David & Layla is a 2005 independent film written and directed by Jay Jonroy.

== Plot ==
Inspired by a true story, sparks fly when a Jew and a Kurdish Muslim fall in love in New York. David (David Moscow), TV host of "Sex & Happiness", becomes smitten with the voluptuous Layla (Shiva Rose) - a mysterious, sensual dancer who turns out to be a refugee from Kurdistan, fleeing from Saddam Hussein's regime. David's reckless pursuit of Layla sets off an unveiling of the similarities and contrasts of their ancient cultures. His lust grows into love as he discovers in stunning Layla a sensitive, intelligent war survivor with a rich culture that echoes his own. But their families are dead set against their unlikely romance. Faced with deportation, Layla must choose: David or Dr. Ahmad? Will David and Layla follow their hearts and blast through centuries of religious animosity?

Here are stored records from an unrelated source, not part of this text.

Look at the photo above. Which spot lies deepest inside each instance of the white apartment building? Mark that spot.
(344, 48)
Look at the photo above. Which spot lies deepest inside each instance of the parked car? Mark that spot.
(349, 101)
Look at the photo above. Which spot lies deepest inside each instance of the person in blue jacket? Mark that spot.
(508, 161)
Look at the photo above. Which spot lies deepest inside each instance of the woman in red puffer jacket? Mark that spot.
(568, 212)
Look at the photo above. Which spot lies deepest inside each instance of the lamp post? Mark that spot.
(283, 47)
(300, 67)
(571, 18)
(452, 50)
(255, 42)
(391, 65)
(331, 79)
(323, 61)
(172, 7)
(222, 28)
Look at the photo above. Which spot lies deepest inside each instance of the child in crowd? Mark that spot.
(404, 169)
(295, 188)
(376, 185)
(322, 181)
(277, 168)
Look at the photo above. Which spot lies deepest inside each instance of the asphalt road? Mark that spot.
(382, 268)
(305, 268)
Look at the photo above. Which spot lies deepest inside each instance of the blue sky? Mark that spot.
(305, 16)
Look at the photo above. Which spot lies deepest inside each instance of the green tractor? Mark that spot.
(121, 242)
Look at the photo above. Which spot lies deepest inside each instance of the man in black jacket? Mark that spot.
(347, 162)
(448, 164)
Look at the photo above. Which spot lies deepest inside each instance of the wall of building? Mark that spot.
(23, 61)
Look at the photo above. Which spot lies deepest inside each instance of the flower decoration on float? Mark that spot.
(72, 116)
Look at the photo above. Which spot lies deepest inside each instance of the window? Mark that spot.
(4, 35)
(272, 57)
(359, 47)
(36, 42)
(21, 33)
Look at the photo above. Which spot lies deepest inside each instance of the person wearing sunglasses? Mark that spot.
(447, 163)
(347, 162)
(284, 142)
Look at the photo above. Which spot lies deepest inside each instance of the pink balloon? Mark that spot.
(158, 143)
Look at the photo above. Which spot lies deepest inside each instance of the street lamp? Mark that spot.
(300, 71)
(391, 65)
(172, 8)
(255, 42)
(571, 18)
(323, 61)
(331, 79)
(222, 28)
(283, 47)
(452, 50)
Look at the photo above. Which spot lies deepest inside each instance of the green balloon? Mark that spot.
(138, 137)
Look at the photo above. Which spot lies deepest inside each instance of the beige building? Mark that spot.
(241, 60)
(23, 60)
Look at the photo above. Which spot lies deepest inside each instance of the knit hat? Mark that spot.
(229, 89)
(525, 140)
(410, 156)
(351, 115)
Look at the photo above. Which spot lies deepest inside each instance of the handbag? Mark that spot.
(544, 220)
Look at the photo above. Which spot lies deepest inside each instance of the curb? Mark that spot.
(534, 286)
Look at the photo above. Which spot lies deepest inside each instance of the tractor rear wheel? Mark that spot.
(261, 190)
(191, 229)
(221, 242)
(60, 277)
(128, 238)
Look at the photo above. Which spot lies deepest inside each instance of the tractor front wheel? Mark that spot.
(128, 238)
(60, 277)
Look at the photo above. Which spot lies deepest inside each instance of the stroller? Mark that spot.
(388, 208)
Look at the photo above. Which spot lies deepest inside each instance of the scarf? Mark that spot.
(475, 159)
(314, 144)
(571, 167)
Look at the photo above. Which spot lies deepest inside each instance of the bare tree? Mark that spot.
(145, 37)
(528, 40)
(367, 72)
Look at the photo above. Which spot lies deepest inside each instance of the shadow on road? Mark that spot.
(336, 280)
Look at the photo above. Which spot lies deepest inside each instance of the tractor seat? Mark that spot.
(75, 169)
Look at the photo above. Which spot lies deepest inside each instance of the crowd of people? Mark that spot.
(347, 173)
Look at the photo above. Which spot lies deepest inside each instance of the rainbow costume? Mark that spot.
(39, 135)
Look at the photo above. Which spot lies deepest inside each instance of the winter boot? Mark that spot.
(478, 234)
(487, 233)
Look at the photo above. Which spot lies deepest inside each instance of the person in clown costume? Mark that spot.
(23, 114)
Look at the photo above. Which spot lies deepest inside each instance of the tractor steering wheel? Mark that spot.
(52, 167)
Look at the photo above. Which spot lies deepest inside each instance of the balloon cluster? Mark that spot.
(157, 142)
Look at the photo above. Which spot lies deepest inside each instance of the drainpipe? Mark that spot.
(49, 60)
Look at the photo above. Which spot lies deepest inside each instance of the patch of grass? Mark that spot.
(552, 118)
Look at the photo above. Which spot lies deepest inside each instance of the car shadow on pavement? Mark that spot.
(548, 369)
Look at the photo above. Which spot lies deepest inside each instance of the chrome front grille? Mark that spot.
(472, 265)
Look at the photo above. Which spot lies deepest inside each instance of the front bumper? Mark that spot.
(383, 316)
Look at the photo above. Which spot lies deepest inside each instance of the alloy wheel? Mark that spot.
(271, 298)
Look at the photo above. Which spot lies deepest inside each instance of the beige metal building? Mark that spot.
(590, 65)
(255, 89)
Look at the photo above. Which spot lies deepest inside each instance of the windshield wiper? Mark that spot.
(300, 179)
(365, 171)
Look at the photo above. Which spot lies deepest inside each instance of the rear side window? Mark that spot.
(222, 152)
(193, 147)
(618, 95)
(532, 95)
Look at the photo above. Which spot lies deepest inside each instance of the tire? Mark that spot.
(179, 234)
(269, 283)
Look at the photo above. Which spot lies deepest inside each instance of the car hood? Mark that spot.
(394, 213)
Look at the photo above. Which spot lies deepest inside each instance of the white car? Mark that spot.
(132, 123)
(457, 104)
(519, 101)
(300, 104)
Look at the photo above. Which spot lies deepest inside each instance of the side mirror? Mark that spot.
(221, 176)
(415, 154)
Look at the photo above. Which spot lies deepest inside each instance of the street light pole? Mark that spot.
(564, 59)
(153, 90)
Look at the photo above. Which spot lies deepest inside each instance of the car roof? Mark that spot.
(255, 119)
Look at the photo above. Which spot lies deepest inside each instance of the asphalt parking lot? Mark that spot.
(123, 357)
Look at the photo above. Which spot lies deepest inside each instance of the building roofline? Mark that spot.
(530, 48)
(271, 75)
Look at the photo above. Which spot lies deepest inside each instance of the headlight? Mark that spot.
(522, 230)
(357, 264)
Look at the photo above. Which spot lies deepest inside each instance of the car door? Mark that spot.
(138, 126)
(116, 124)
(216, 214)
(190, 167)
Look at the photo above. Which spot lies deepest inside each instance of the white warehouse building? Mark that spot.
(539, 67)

Written, produced, and directed by Jay Jonroy aka J.J. Alani, this film was inspired by the true story of the Kurdish Muslim-Jewish couple Alwan Jaff and her husband David Ruby who now live in Paris. Both appear in cameo roles in the film.

==Cast==
- David Moscow as David Fine
- Shiva Rose as Layla
- Callie Thorne as Abby
- Peter Van Wagner
- Polly Adams
- Will Janowitz as Woody Fine
- Anna George as Zina, Uncle Al's Wife
- Ed Chemaly
- Alexander Blaise
- Tibor Feldman as Rabbi Rabinovich

== Reception ==
The Washington Post called it "a frothy little romantic comedy." Variety described it as "an earnest, frequently funny comedy." Film Journal International said "the picture takes its time in developing momentum; once attained, it becomes a watchable, optimistic cri de coeur."